According to a study done by Stanford University published in Psychological Science, a journal of the Association for Psychological Science, concluded that if white people are presented with evidence of crime rate statistics that show African-Americans represent 40 percent of  the prison population, then they are  more likely to support harsher criminal policies.


From Stanford:
Stanford psychology researchers Rebecca Hetey and Jennifer Eberhardt found that when white people were told about these racial disparities, they reported being more afraid of crime and more likely to support the kinds of punitive policies that exacerbate the racial disparities.


This fits in nicely with research reported in the book that people are more likely to assume offenders reported in news stories are black when the race of the offender is not reported.


And it is more evidence that race still matters.

Tuesday, August 5, 2014

Why the death penalty persists ...

... according to an article in Huffington Post.


In this great article about why the Supreme Court will not take a stand on the death penalty--including recent cases dealing with unknown (i.e., secret) chemicals used to carry out lethal injection--a death penalty scholar is quoted. He offers one reason why the death penalty persists in the US, in spite of the fact that its use has dramatically declined.


Part of his quote is "the Court appears happy not to be confronted with the issue" (of the death penalty).


According to the article, "One reason may be that some justices believe that problems with the death penalty plague the criminal justice system more generally, he said."


"If your chain of reasoning is that the death penalty is arbitrary and therefore unconstitutional, why are other long prison sentences not unconstitutional. If anything, the noncapital system is more arbitrary," Mandery said.


Got that? Yes, the death penalty is plagued by serious problems--arbitrariness, bias based on race and social class, wrongful conviction, etc. But then, so is all of criminal justice.


So if capital punishment is unconstitutional, so too is all criminal punishment.


Except, according to the Court, "death is different."

Monday, August 4, 2014

Well here is an interesting take on Israel-Gaza

Right here read about the claim that the media are obsessing about Gaza while "Ignoring Syria (and Most Everything Else)."


This blog has focused on the Gaza a bit in the past week (and rightfully so), but the media have ignored other important stories, even in the same region.
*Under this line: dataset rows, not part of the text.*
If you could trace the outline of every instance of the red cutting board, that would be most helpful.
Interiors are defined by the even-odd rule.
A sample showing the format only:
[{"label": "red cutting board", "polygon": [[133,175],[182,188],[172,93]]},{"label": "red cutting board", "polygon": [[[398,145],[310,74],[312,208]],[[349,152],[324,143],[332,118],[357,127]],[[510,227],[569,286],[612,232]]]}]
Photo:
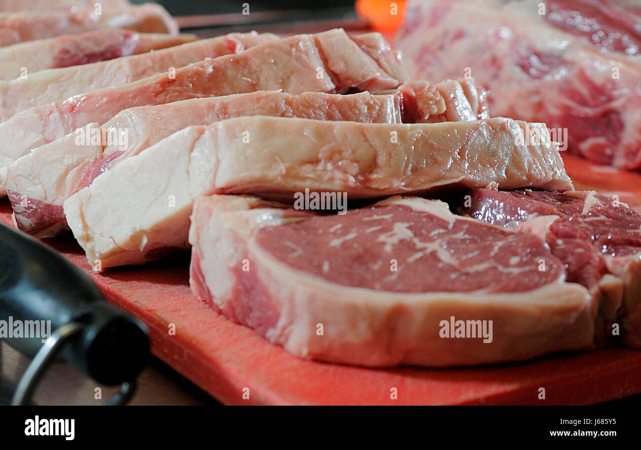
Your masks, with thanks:
[{"label": "red cutting board", "polygon": [[[565,160],[578,188],[615,192],[615,180],[621,201],[641,199],[641,175],[615,176],[611,169],[570,156]],[[0,219],[10,222],[10,212],[8,203],[0,201]],[[641,392],[641,351],[624,349],[455,369],[376,370],[301,360],[194,297],[188,256],[98,275],[69,235],[46,242],[89,273],[110,301],[147,324],[154,354],[224,403],[589,404]],[[393,388],[397,399],[390,398]],[[538,399],[540,388],[545,390],[544,400]]]}]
The authors writes, for example: "I was struck, over the weekend, by the lack of coverage of the Syrian civil war, in which the death count recently passed 170,000. By Sunday night, it had become clear that the weekend in toll in Syria would stand at roughly 700 dead—a larger number, obviously, than the weekend toll in Gaza (and more than the total number of deaths in this latest iteration of the Gaza war to date.)"


Turns out there are in fact bigger stories, even bigger related stories. But as the media pick and choose which to cover and which to ignore, our awareness of the issues is either higher of lower as a result.

Friday, August 1, 2014

FAIR examines media coverage of the Gaza war

In its article, Gaza as 'PR Battle', FAIR reports that: "The three-week Israeli assault on the Gaza Strip ... was accompanied by aggressive public relations strategies intended to improve the assault’s portrayal in international media. 'In the war of the pictures we lose, so you need to correct, explain or balance it in other ways,' said Israeli public affairs official Aviv Shir-On ... In U.S. corporate media, that effort faced little resistance."


The article goes on to examine how the US news media handled the PR efforts of Israel.


Oh, just to be sure you know, this article was from 2009!


That it is happening again is truly amazing (not yet another war there, but the lack of critical coverage in the media, again).

Thursday, July 31, 2014

This is what passes for news these days

Not only does it focus on crime, but it allows you to watch it happen, sort of like a video game.


For example:










This qualifies as the lowest common denominator in news. It provides no useful information and only serves to scare people of crimes--the kinds of crime they are least likely to be victimized by.